Intra-articular administration of chondroprotectant agents that 'protect' the cartilage against destruction can include polysulfated glycosaminoglycan (PSGAG) (Adequan Canine®), as well as a pentosan polysulfate (PPS) (Cartrophen V®) and a hyaluronic acid product (LegendTM). Studies showed comfortable angle of extension and lameness scores were both improved following PSGAG (Adequan®) administration at both 4 and 8 weeks following anterior cruciate ligament transection, while the concentration of neutral metalloproteinase was reduced relative to controls. The licensed PSGAG (Adequan®) is most appropriately administered in the early stages of OA, since once hyaline cartilage is lost, it is lost forever! The strategy in administering this chondroprotective is to delay the time during progression of osteoarthritis at which medically aggressive treatment is required (Dr. Steven Fox 2012). The administration of corticosteroids, both systemic and intra-articular, has to be used very conservatively because of the well-known side effects.

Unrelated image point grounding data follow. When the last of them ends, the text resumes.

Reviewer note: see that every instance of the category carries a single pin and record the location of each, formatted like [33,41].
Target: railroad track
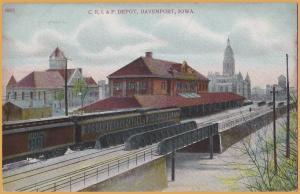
[44,169]
[63,177]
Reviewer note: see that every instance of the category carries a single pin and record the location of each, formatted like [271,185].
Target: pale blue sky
[260,36]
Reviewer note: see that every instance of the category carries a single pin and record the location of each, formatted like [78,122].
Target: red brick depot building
[149,76]
[154,83]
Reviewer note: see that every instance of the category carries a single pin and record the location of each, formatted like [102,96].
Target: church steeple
[57,59]
[228,61]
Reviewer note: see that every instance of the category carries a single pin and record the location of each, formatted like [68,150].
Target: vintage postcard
[149,97]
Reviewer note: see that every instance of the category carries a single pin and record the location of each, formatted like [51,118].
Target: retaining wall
[151,176]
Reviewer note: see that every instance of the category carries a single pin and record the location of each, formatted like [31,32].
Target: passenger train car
[52,136]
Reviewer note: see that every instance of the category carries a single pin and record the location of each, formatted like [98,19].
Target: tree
[80,89]
[258,173]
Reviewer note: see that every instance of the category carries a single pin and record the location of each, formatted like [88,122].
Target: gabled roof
[70,72]
[42,79]
[150,67]
[12,82]
[90,81]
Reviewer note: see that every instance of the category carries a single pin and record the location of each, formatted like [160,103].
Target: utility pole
[173,161]
[288,109]
[66,88]
[274,131]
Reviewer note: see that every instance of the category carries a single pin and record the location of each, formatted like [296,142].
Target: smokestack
[148,54]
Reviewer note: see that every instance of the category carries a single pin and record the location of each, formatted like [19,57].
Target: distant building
[229,81]
[280,88]
[46,88]
[150,76]
[14,111]
[258,94]
[103,89]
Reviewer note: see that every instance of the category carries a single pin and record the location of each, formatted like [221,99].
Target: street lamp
[288,109]
[274,129]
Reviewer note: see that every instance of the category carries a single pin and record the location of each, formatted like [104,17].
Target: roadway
[76,167]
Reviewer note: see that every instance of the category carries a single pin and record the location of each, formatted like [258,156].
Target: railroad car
[52,136]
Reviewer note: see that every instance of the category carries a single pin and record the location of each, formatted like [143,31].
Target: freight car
[52,136]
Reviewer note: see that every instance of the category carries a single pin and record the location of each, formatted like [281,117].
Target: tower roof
[247,77]
[57,53]
[12,82]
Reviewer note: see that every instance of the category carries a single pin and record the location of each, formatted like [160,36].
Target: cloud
[97,40]
[184,35]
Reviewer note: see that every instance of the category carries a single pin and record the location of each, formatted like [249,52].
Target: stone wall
[151,176]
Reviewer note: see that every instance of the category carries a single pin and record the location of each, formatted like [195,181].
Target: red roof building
[12,82]
[47,87]
[149,76]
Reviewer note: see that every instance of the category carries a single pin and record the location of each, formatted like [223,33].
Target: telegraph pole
[288,109]
[66,88]
[274,131]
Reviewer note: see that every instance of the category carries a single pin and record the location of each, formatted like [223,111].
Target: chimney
[148,54]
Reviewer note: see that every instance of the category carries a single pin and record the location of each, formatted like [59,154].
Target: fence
[182,140]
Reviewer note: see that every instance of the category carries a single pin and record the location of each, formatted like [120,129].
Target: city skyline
[260,35]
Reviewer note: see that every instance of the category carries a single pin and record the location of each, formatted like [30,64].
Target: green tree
[80,89]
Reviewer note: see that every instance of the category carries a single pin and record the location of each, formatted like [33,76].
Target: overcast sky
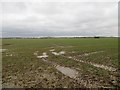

The discussion of cytotoxic immune-mediating agents for the treatment of arthritis (such as azathioprine, cyclophosphamide, mercaptopurine, gold salts, auranofin, sodium aurothiomalate and ciclosporin) is outside the scope of this abstract. More recent developments for OA treatment include the use of mesenchymal stem cells (MSC). These may offer interesting opportunities for the future but today are outside the therapeutic portfolio for the practicing veterinarian. Some owners and veterinarians report excellent results for OA treatment using acupuncture or homeopathy. The majority of these reports have to be classified as case reports or personal communications which do not qualify for a high ranking in terms of quality of evidence by the standards for evidence-based medicine. The golden standard to measure effects of an OA treatment protocol is a force plate gait analysis with a double-blind study design under controlled conditions. However, in the real world most owners have one dog with OA, and they see and interpret the results of veterinary intervention through their own eyes, turning their perception into reality.